This month and next, the Roxie Theater is presenting A Keanu Summer featuring five of our dude’s most excellent films. To celebrate this series — and the man at its center — we’re each taking a moment to honor Keanu and his many, many facets.
It is no understatement to say the crowd went berserk when Keanu waltzed out of the fog at E3 in 2019 to reveal a new trailer for the video game Cyberpunk 2077 starring him.
This was his first big-time gaming role; previously, gamemakers had only used his appearance or a handful of recorded lines. This was different. Cyberpunk’s use of facial-tracking cameras and motion capture meant Keanu could, for the first time, truly embody a virtual character — in this case Johnny Silverhand, a shit-talking, revolver-spinning frontman who also happens to be a digital ghost trying to take over your body.
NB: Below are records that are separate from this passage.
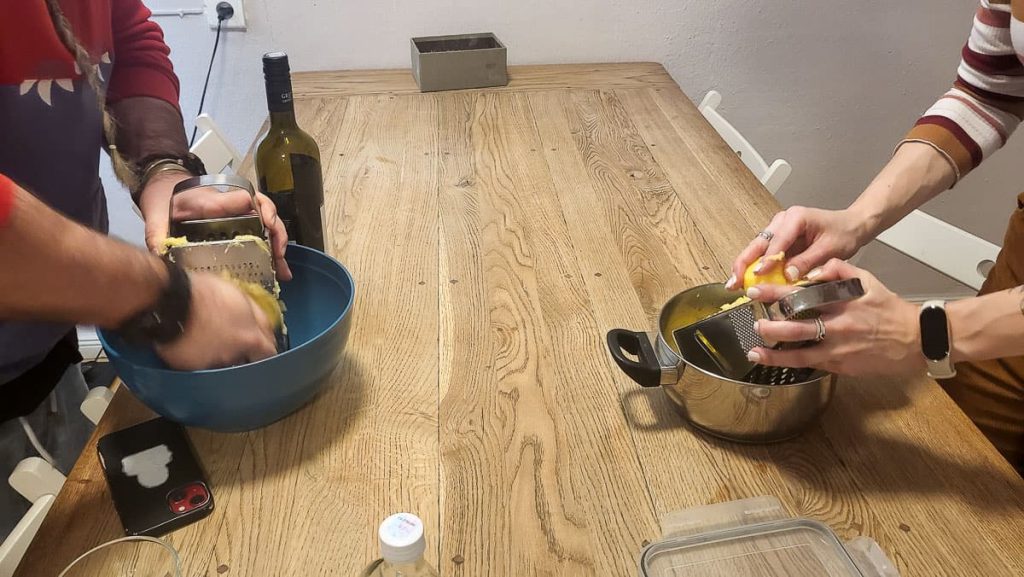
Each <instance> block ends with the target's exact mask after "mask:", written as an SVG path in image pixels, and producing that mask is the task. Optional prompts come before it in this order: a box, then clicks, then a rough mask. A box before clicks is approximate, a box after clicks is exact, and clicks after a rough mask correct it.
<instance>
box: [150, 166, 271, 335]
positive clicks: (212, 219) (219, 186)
mask: <svg viewBox="0 0 1024 577" xmlns="http://www.w3.org/2000/svg"><path fill="white" fill-rule="evenodd" d="M205 187H212V188H215V189H217V190H219V191H221V192H223V191H224V190H231V189H241V190H244V191H246V192H247V193H249V198H250V201H251V204H252V210H251V211H250V213H248V214H243V215H239V216H225V217H219V218H202V219H195V220H181V221H175V220H174V218H173V214H174V197H175V196H177V195H178V194H180V193H183V192H185V191H190V190H193V189H199V188H205ZM169 212H170V215H171V218H170V224H169V231H170V237H172V238H174V239H177V242H176V243H174V244H171V245H170V246H169V248H168V250H167V253H166V254H165V258H168V259H170V260H171V261H173V262H175V263H177V264H178V265H180V266H181V267H182V269H184V270H186V271H190V272H203V273H212V274H215V275H223V274H227V275H230V276H231V277H234V278H236V279H239V280H241V281H245V282H250V283H256V284H258V285H260V286H262V287H263V288H264V289H266V291H267V292H269V293H270V294H272V295H273V296H274V297H278V295H279V294H280V292H281V290H280V287H279V285H278V280H276V271H275V270H274V266H273V256H272V255H271V253H270V242H269V238H268V236H267V232H266V229H265V228H264V226H263V216H262V213H261V212H260V208H259V202H258V201H257V200H256V192H255V191H254V190H253V186H252V183H251V182H249V180H247V179H245V178H243V177H241V176H237V175H233V174H206V175H203V176H195V177H191V178H186V179H184V180H182V181H180V182H178V183H177V184H175V186H174V192H173V193H172V195H171V206H170V211H169ZM182 240H183V242H182ZM287 348H288V337H287V331H285V330H284V329H282V330H279V331H278V351H279V352H283V351H286V349H287Z"/></svg>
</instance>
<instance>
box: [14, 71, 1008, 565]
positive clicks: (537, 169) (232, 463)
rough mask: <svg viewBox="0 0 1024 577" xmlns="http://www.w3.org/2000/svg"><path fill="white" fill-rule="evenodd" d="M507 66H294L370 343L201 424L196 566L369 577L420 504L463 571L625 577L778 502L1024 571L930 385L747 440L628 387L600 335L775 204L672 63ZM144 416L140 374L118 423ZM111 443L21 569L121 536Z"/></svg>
mask: <svg viewBox="0 0 1024 577" xmlns="http://www.w3.org/2000/svg"><path fill="white" fill-rule="evenodd" d="M510 77H511V83H510V84H509V86H508V87H505V88H501V89H495V90H479V91H462V92H445V93H432V94H420V93H418V91H417V90H416V87H415V84H414V83H413V81H412V77H411V76H410V75H409V73H408V71H401V72H388V71H384V72H344V73H315V74H299V75H296V78H295V93H296V100H297V110H298V114H299V123H300V124H301V125H302V126H303V127H305V128H306V129H307V130H308V131H309V132H310V133H312V134H313V136H314V137H315V138H316V139H317V141H318V142H319V143H321V147H322V152H323V155H324V160H325V178H326V190H327V192H328V197H327V199H328V200H327V213H328V220H329V222H330V225H331V226H332V229H333V231H334V246H333V253H334V254H335V255H336V256H337V257H338V258H340V259H341V260H342V261H343V262H344V263H345V264H346V265H347V266H348V267H349V269H350V270H351V272H352V274H353V275H354V277H355V279H356V284H357V286H358V289H357V296H356V305H355V308H354V319H353V324H352V334H351V339H350V341H349V344H348V347H347V351H346V352H345V355H344V360H343V364H342V365H341V367H340V368H339V370H338V371H337V373H336V375H335V376H334V383H333V385H332V386H331V388H330V389H329V390H327V391H326V393H325V394H324V395H322V396H321V397H319V398H318V399H316V401H315V402H314V403H312V404H311V405H309V406H308V407H306V408H304V409H302V410H301V411H299V412H298V413H296V414H295V415H292V416H291V417H289V418H287V419H285V420H283V421H281V422H278V423H275V424H273V425H271V426H269V427H267V428H265V429H263V430H259V431H254V432H249V434H244V435H218V434H212V432H206V431H202V430H194V431H193V437H194V440H195V442H196V445H197V447H198V450H199V452H200V453H201V455H202V458H203V460H204V461H205V463H206V466H207V468H208V469H209V473H210V476H211V479H212V482H213V486H214V491H215V494H216V498H217V509H216V511H215V512H214V513H213V516H212V517H210V518H209V519H207V520H206V521H203V522H202V523H199V524H197V525H194V526H191V527H189V528H187V529H184V530H181V531H179V532H177V533H174V534H173V535H171V536H170V540H171V541H172V542H173V543H174V544H175V545H176V546H177V547H178V548H179V549H180V550H181V551H182V555H183V559H184V564H185V569H186V571H185V575H186V576H188V577H198V576H211V577H213V576H219V575H238V576H243V575H244V576H254V577H263V576H281V577H284V576H312V575H339V576H341V575H346V576H348V575H356V574H357V573H358V571H359V570H360V568H362V567H364V566H365V565H366V564H367V563H368V562H370V561H371V560H373V559H375V558H376V557H378V549H377V542H376V534H375V531H376V527H377V525H378V523H379V522H380V521H381V520H382V519H384V518H385V517H386V516H387V514H389V513H391V512H394V511H399V510H408V511H414V512H416V513H418V514H420V516H421V517H422V518H423V519H424V520H425V523H426V526H427V531H428V534H427V538H428V543H429V546H428V552H427V557H428V559H429V560H430V561H431V562H432V563H435V564H437V566H439V568H440V570H441V573H442V574H444V575H453V576H467V577H477V576H504V575H510V576H512V575H514V576H519V575H559V576H561V575H623V576H632V575H636V571H637V566H636V564H637V557H638V552H639V551H640V549H641V547H642V546H643V544H644V543H645V542H647V541H648V540H651V539H656V538H657V537H658V535H659V528H658V518H659V516H662V514H664V513H666V512H669V511H673V510H676V509H679V508H683V507H690V506H694V505H700V504H705V503H713V502H719V501H723V500H730V499H739V498H743V497H751V496H757V495H776V496H778V497H779V498H780V499H781V500H782V501H783V503H785V505H786V506H787V508H788V509H790V510H791V511H792V512H793V513H794V514H798V516H806V517H810V518H813V519H817V520H820V521H823V522H825V523H827V524H828V525H830V526H831V527H833V528H835V529H836V531H837V532H838V533H839V534H840V536H841V537H843V538H845V539H848V538H852V537H855V536H857V535H867V536H870V537H872V538H873V539H877V540H878V541H879V542H880V543H881V544H882V547H883V548H884V549H885V550H886V551H887V552H888V553H889V555H890V557H891V558H892V559H893V560H894V561H895V562H896V565H897V566H898V567H899V569H900V571H901V572H902V574H903V575H904V577H911V576H928V577H930V576H935V575H985V576H994V575H1022V574H1024V537H1022V534H1024V507H1022V505H1024V482H1022V481H1021V479H1020V478H1018V477H1017V476H1016V475H1015V473H1014V471H1013V470H1012V469H1011V467H1010V466H1009V465H1008V464H1007V463H1006V462H1005V461H1004V460H1002V459H1001V458H1000V457H999V456H998V454H997V453H996V452H995V450H994V449H993V448H992V447H991V446H990V445H989V444H988V443H987V442H986V441H985V440H984V439H983V438H982V436H981V435H980V434H979V432H978V430H977V429H976V428H975V427H974V426H973V425H972V424H971V423H970V421H969V420H968V419H967V418H966V417H965V416H964V414H963V413H962V412H961V411H959V410H958V409H957V408H956V407H955V406H954V405H953V403H952V402H951V401H950V400H949V398H948V397H946V395H945V394H944V393H943V391H942V390H941V389H940V388H939V387H938V386H937V385H936V384H935V383H934V382H932V381H929V380H925V379H918V380H861V381H852V380H846V381H845V382H843V386H842V387H841V389H840V391H839V394H838V397H837V399H836V401H835V405H834V406H833V407H831V409H830V410H829V411H828V413H827V414H826V416H825V418H824V420H823V422H822V423H821V424H820V426H817V427H815V428H813V429H812V430H810V431H808V432H807V434H806V435H805V436H803V437H802V438H800V439H799V440H796V441H793V442H788V443H783V444H778V445H772V446H740V445H734V444H729V443H724V442H721V441H716V440H714V439H710V438H708V437H705V436H702V435H699V434H696V432H694V431H693V430H691V429H690V428H688V427H687V426H686V425H684V423H683V422H682V420H681V419H680V418H679V417H678V416H677V415H676V414H675V413H674V412H673V410H672V407H671V405H670V404H669V402H668V401H667V400H666V398H665V397H664V396H663V395H662V393H660V391H658V390H645V389H641V388H639V387H638V386H636V385H634V384H633V383H632V382H631V381H630V380H629V379H628V378H627V377H625V376H624V375H623V374H622V373H621V372H620V371H618V370H617V369H616V368H615V367H614V366H613V365H612V363H611V361H610V359H609V357H608V354H607V352H606V349H605V345H604V342H603V339H604V334H605V332H606V331H607V330H608V329H611V328H614V327H626V328H635V329H640V328H646V327H650V326H652V322H653V319H654V318H655V317H656V314H657V312H658V307H659V306H660V305H662V303H663V302H665V301H666V300H667V299H668V298H669V297H670V296H672V295H673V294H675V293H676V292H678V291H680V290H683V289H685V288H687V287H690V286H692V285H694V284H698V283H705V282H712V281H720V280H723V279H724V278H725V277H726V276H727V274H726V264H727V262H728V261H729V260H730V259H731V257H732V255H734V254H735V253H736V251H737V250H738V249H739V248H740V247H741V246H743V245H744V244H745V243H746V242H748V240H749V239H750V238H752V237H753V236H754V234H755V233H756V232H757V231H759V230H760V229H761V228H762V225H763V224H764V223H765V222H766V221H767V220H768V218H769V216H771V214H772V213H773V212H774V211H776V210H777V205H776V203H775V201H774V200H773V199H772V198H771V197H770V196H769V195H768V194H767V193H766V192H765V190H764V189H763V188H762V187H761V186H760V184H759V183H758V182H757V181H756V180H755V179H754V178H753V177H752V176H751V175H750V173H749V172H748V171H746V170H745V169H744V168H743V166H742V164H741V163H740V161H739V160H738V159H737V158H736V156H735V155H734V154H733V153H732V152H731V151H730V150H729V149H728V148H727V147H726V146H725V145H724V143H723V142H722V140H721V139H720V138H719V137H718V136H717V134H716V133H715V132H714V130H713V129H712V128H711V127H710V126H709V125H708V124H707V123H705V121H703V120H702V118H701V117H700V115H699V114H698V113H697V111H696V110H695V109H694V107H693V106H692V105H691V102H690V100H689V99H688V98H687V97H686V96H685V95H684V94H683V92H682V91H681V90H680V89H679V88H678V87H677V86H676V85H675V84H674V83H673V81H672V79H671V78H670V77H669V75H668V74H666V72H665V70H664V69H663V68H662V67H660V66H658V65H656V64H624V65H588V66H557V67H522V68H513V69H512V70H511V74H510ZM144 417H145V412H144V411H142V410H141V409H140V408H139V407H138V405H137V403H136V402H135V401H134V400H133V399H132V398H131V397H130V396H129V395H127V394H126V393H125V391H121V393H119V395H118V396H117V399H116V400H115V402H114V405H113V406H112V408H111V410H110V411H109V412H108V414H106V416H105V417H104V420H103V422H102V424H101V426H100V427H99V431H98V432H97V435H101V434H104V432H106V431H110V430H112V429H116V428H119V427H122V426H125V425H127V424H130V423H132V422H134V421H137V420H140V419H142V418H144ZM94 442H95V439H93V442H92V443H90V445H89V447H88V448H87V449H86V451H85V454H84V456H83V457H82V459H80V461H79V463H78V465H77V466H76V468H75V470H74V471H73V472H72V475H71V477H70V478H69V482H68V484H67V485H66V486H65V490H63V491H62V492H61V493H60V496H59V498H58V499H57V502H56V504H55V505H54V507H53V509H52V511H51V513H50V514H49V517H48V519H47V520H46V522H45V525H44V526H43V528H42V531H41V533H40V534H39V537H38V538H37V540H36V542H35V543H34V545H33V546H32V549H31V550H30V551H29V554H28V557H27V560H26V562H25V564H24V565H23V568H22V571H20V573H19V575H22V576H33V577H37V576H38V577H42V576H52V575H55V574H56V572H57V571H58V570H59V569H60V568H62V567H63V566H65V564H66V563H67V562H68V561H69V560H70V559H71V558H73V557H74V555H76V554H77V553H78V552H80V551H83V550H85V549H86V548H88V547H90V546H92V545H94V544H97V543H100V542H102V541H105V540H108V539H111V538H113V537H116V536H118V535H119V533H120V531H121V530H120V525H119V522H118V520H117V518H116V517H115V513H114V510H113V507H112V506H111V503H110V500H109V496H108V493H106V488H105V485H104V482H103V479H102V476H101V473H100V469H99V466H98V463H97V461H96V458H95V451H94Z"/></svg>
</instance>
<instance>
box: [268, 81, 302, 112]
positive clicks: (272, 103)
mask: <svg viewBox="0 0 1024 577" xmlns="http://www.w3.org/2000/svg"><path fill="white" fill-rule="evenodd" d="M266 106H267V109H268V110H269V111H270V112H291V111H293V110H295V104H294V102H293V101H292V82H291V81H290V80H284V81H281V80H278V81H274V82H267V83H266Z"/></svg>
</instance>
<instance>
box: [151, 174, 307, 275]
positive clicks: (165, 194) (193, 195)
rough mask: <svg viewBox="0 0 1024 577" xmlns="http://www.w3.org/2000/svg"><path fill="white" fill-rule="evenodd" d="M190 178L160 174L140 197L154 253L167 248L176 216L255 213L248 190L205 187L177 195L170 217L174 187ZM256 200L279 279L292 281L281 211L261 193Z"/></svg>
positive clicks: (154, 179) (196, 217) (285, 238)
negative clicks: (163, 247) (285, 251)
mask: <svg viewBox="0 0 1024 577" xmlns="http://www.w3.org/2000/svg"><path fill="white" fill-rule="evenodd" d="M188 177H190V175H189V174H186V173H183V172H164V173H161V174H158V175H157V176H155V177H154V178H153V179H152V180H150V182H148V183H146V186H145V189H143V191H142V194H141V195H140V196H139V208H140V209H141V211H142V217H143V219H144V220H145V244H146V246H147V247H150V250H152V251H155V252H156V251H157V250H158V249H159V248H160V247H161V245H163V243H164V240H165V239H166V238H167V235H168V225H169V220H170V218H172V217H173V218H174V220H189V219H196V218H218V217H222V216H238V215H241V214H248V213H250V212H251V211H252V201H251V200H250V198H249V193H247V192H246V191H241V190H233V191H228V192H225V193H221V192H219V191H217V190H216V189H210V188H205V189H193V190H190V191H185V192H183V193H180V194H178V195H175V196H174V214H170V210H171V208H170V207H171V194H172V192H173V190H174V186H175V184H177V183H178V182H180V181H181V180H183V179H185V178H188ZM256 200H257V201H258V202H259V209H260V213H261V214H262V215H263V225H264V226H266V229H267V232H268V233H269V237H270V246H271V249H272V253H273V260H274V262H273V265H274V269H275V270H276V272H278V280H281V281H290V280H292V271H291V270H290V269H289V267H288V262H287V261H286V260H285V248H286V247H287V245H288V232H287V231H286V230H285V223H284V222H282V221H281V219H280V218H278V209H276V207H274V205H273V201H271V200H270V199H269V198H267V197H266V196H265V195H263V194H261V193H256Z"/></svg>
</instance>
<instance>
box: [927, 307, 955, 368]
mask: <svg viewBox="0 0 1024 577" xmlns="http://www.w3.org/2000/svg"><path fill="white" fill-rule="evenodd" d="M921 347H922V351H923V352H924V353H925V357H926V358H927V359H930V360H932V361H941V360H943V359H945V358H946V357H947V356H948V355H949V330H948V328H947V326H946V312H945V310H943V308H940V307H938V306H930V307H928V308H923V310H922V311H921Z"/></svg>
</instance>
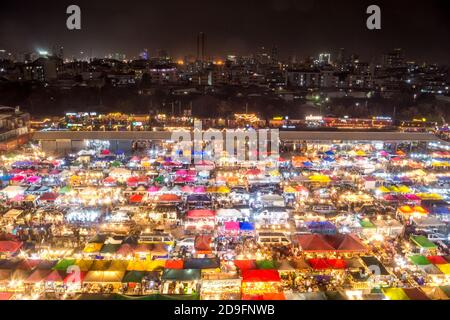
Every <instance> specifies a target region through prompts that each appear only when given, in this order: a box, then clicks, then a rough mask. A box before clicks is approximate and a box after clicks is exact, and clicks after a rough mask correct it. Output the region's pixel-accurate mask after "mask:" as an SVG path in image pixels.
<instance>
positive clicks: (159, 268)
mask: <svg viewBox="0 0 450 320" xmlns="http://www.w3.org/2000/svg"><path fill="white" fill-rule="evenodd" d="M165 265H166V261H165V260H132V261H130V263H129V264H128V266H127V270H128V271H130V270H133V271H155V270H158V269H164V266H165Z"/></svg>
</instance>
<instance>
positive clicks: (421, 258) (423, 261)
mask: <svg viewBox="0 0 450 320" xmlns="http://www.w3.org/2000/svg"><path fill="white" fill-rule="evenodd" d="M409 259H410V260H411V261H412V262H413V263H414V264H415V265H417V266H426V265H429V264H431V263H430V261H429V260H428V259H427V258H426V257H425V256H422V255H414V256H410V257H409Z"/></svg>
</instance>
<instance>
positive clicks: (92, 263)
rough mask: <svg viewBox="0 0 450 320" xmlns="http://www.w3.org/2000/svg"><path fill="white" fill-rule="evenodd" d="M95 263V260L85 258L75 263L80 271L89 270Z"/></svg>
mask: <svg viewBox="0 0 450 320" xmlns="http://www.w3.org/2000/svg"><path fill="white" fill-rule="evenodd" d="M93 263H94V261H92V260H84V259H78V260H77V261H75V265H76V266H78V267H79V268H80V271H88V270H89V269H90V268H91V266H92V264H93Z"/></svg>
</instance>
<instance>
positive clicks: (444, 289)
mask: <svg viewBox="0 0 450 320" xmlns="http://www.w3.org/2000/svg"><path fill="white" fill-rule="evenodd" d="M439 288H440V289H441V290H442V291H444V293H445V294H446V295H447V297H449V298H450V286H440V287H439Z"/></svg>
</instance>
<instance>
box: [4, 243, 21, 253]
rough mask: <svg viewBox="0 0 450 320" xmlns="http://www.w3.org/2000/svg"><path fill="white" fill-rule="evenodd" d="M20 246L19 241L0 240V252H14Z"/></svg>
mask: <svg viewBox="0 0 450 320" xmlns="http://www.w3.org/2000/svg"><path fill="white" fill-rule="evenodd" d="M21 247H22V242H20V241H9V240H6V241H0V252H8V253H14V252H16V251H17V250H19V249H20V248H21Z"/></svg>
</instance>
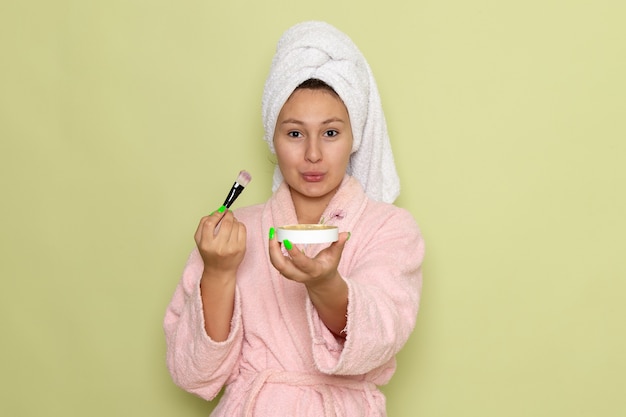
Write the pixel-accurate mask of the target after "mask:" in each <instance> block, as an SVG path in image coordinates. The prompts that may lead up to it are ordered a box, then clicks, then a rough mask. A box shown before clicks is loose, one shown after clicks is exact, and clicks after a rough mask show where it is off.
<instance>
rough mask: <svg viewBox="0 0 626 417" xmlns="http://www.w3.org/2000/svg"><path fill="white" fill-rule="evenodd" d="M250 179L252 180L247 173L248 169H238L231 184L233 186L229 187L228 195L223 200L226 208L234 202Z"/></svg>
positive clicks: (229, 205)
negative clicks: (237, 173) (238, 173)
mask: <svg viewBox="0 0 626 417" xmlns="http://www.w3.org/2000/svg"><path fill="white" fill-rule="evenodd" d="M250 180H252V176H251V175H250V174H249V173H248V171H245V170H242V171H239V175H237V180H236V181H235V183H234V184H233V188H231V189H230V192H229V193H228V197H226V200H224V206H225V207H226V208H229V207H230V206H231V205H232V204H233V203H234V202H235V200H236V199H237V197H239V194H241V192H242V191H243V189H244V188H245V187H246V185H248V183H249V182H250Z"/></svg>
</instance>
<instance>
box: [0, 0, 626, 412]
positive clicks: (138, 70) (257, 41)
mask: <svg viewBox="0 0 626 417" xmlns="http://www.w3.org/2000/svg"><path fill="white" fill-rule="evenodd" d="M625 5H626V3H624V2H622V1H618V0H616V1H609V0H597V1H581V0H570V1H567V0H560V1H559V0H542V1H539V0H529V1H523V2H522V1H495V0H491V1H489V0H476V1H465V0H442V1H437V2H435V1H421V0H417V1H395V0H388V1H384V2H382V1H380V2H371V3H364V2H362V1H357V0H350V1H341V0H321V1H317V2H300V1H289V2H287V1H280V0H266V1H262V2H261V1H259V2H243V1H232V2H214V1H206V0H205V1H188V0H183V1H177V2H173V1H163V0H151V1H147V0H146V1H139V0H124V1H122V0H106V1H105V0H93V1H79V0H74V1H72V0H59V1H54V2H51V1H43V0H20V1H17V0H13V1H11V0H9V1H7V0H4V1H2V2H1V3H0V52H1V54H0V187H1V188H0V199H1V206H0V207H1V210H2V211H1V216H0V256H1V262H0V274H1V283H2V286H1V289H0V331H1V332H2V342H1V344H0V345H1V348H0V349H1V355H0V375H1V376H0V384H1V385H0V393H1V394H0V395H1V399H0V414H1V415H4V416H43V415H45V416H68V415H71V416H79V415H89V416H111V415H113V416H131V415H137V416H206V415H208V413H209V411H210V410H211V409H212V406H213V405H212V404H207V403H206V402H204V401H203V400H200V399H197V398H196V397H193V396H191V395H190V394H187V393H185V392H183V391H181V390H179V389H178V388H177V387H175V386H174V385H173V383H172V382H171V380H170V378H169V375H168V373H167V371H166V368H165V359H164V355H165V347H164V337H163V332H162V327H161V321H162V318H163V313H164V310H165V307H166V305H167V303H168V301H169V299H170V297H171V295H172V293H173V290H174V287H175V285H176V283H177V281H178V279H179V277H180V273H181V271H182V267H183V264H184V262H185V260H186V257H187V254H188V253H189V251H190V250H191V249H192V248H193V239H192V236H193V232H194V230H195V227H196V224H197V222H198V220H199V218H200V217H201V216H202V215H204V214H206V213H207V212H210V211H212V210H214V209H216V208H217V207H218V206H219V205H220V204H221V202H222V200H223V198H224V196H225V194H226V192H227V191H228V189H229V188H230V186H231V185H232V182H233V180H234V179H235V177H236V175H237V173H238V172H239V170H241V169H247V170H249V171H250V172H251V173H252V175H253V180H252V183H251V184H250V186H249V187H248V189H247V190H246V191H245V192H244V194H243V195H242V196H241V198H240V200H239V201H238V202H237V203H236V205H237V206H241V205H248V204H253V203H257V202H261V201H264V200H265V199H266V198H267V197H268V196H269V195H270V183H271V173H272V171H273V162H272V158H271V157H270V155H269V152H268V151H267V149H266V146H265V143H264V142H263V141H262V125H261V117H260V99H261V93H262V88H263V82H264V79H265V76H266V75H267V71H268V69H269V65H270V60H271V57H272V54H273V51H274V48H275V44H276V41H277V40H278V38H279V36H280V34H281V33H282V32H283V31H284V30H285V29H287V28H288V27H289V26H291V25H292V24H294V23H296V22H299V21H302V20H309V19H320V20H326V21H328V22H330V23H332V24H334V25H336V26H337V27H339V28H340V29H342V30H343V31H344V32H346V33H348V34H349V35H350V36H351V37H352V38H353V40H354V41H355V42H356V43H357V44H358V45H359V47H360V48H361V50H362V51H363V53H364V54H365V56H366V57H367V59H368V60H369V62H370V65H371V67H372V69H373V71H374V73H375V76H376V78H377V81H378V85H379V88H380V91H381V96H382V100H383V105H384V107H385V110H386V117H387V121H388V125H389V131H390V135H391V138H392V144H393V148H394V151H395V157H396V162H397V166H398V170H399V173H400V177H401V179H402V186H403V188H402V194H401V197H400V198H399V199H398V201H397V204H398V205H400V206H402V207H406V208H407V209H409V210H410V211H411V212H412V213H413V215H414V216H415V218H416V219H417V221H418V222H419V224H420V226H421V228H422V231H423V234H424V237H425V239H426V242H427V256H426V261H425V264H424V287H423V299H422V306H421V311H420V315H419V318H418V323H417V328H416V331H415V332H414V334H413V335H412V337H411V339H410V341H409V343H408V344H407V345H406V347H405V349H404V350H403V351H402V352H401V354H400V355H399V357H398V364H399V365H398V371H397V373H396V375H395V377H394V379H393V380H392V382H391V383H390V384H389V385H388V386H386V387H384V391H385V393H386V395H387V397H388V411H389V414H390V416H394V417H400V416H406V417H409V416H411V417H413V416H423V417H435V416H437V417H438V416H444V417H446V416H450V417H451V416H481V417H492V416H493V417H496V416H498V417H500V416H507V417H516V416H520V417H521V416H533V417H537V416H551V417H552V416H569V417H573V416H590V417H591V416H594V417H595V416H624V415H626V395H624V393H625V392H626V377H625V375H626V354H625V352H626V335H625V331H624V328H625V327H626V325H625V322H626V303H625V302H624V294H625V293H626V281H625V278H626V267H625V263H624V254H623V252H624V249H625V245H624V241H623V239H624V233H625V232H626V221H625V220H624V213H625V211H626V204H625V203H626V197H625V192H624V189H625V186H624V184H625V182H626V181H625V180H626V168H624V165H625V159H626V158H625V156H626V144H625V142H626V126H625V121H624V120H625V115H626V104H625V103H626V101H625V100H626V98H625V97H626V82H625V77H624V74H626V47H625V45H626V42H625V39H626V26H625V25H624V21H626V6H625Z"/></svg>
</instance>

Keanu’s rendition of Silverhand is his most bombastic, maximalist performance. This character makes John Wick look practically demure. The latter is a superlatively skilled assassin who begrudgingly murders everyone in his path to vengeance. Silverhand is a superlatively insane rockstar-turned-revolutionary who blows up a corporate skyscraper with a nuke. They are not the same.
Later in the game, however, Keanu shifts in order to explore the sensitivities of Silverhand's trauma, using flickers of vulnerability to propel a story about destiny, loss, and the morality of radical violence. Frankly, Keanu shows more range here than in the majority of his filmography.
Cyberpunk 2077 is a brilliant sci-fi thriller in which you get to slaughter hundreds of enemies using a smorgasbord of methods. Its built environment is one of the most beautiful in the history of modern gaming. The plot demands that you consider more philosophy than the average A24 film.
But to me, what I recall most is my journey with Silverhand, made so real by Keanu’s chops and his obvious appreciation of Cyberpunk as a Serious Work of Art®. The guy made me literally cry in the third act, which — no spoilers — examines the sacrifices people make in the pursuit of idealism and liberty.
The game has multiple endings based on the decisions the player character makes, most significantly involving Silverhand himself. I played through every single path repeatedly, racking up some 200 hours in the game overall. I guess I just didn’t want to quit Keanu.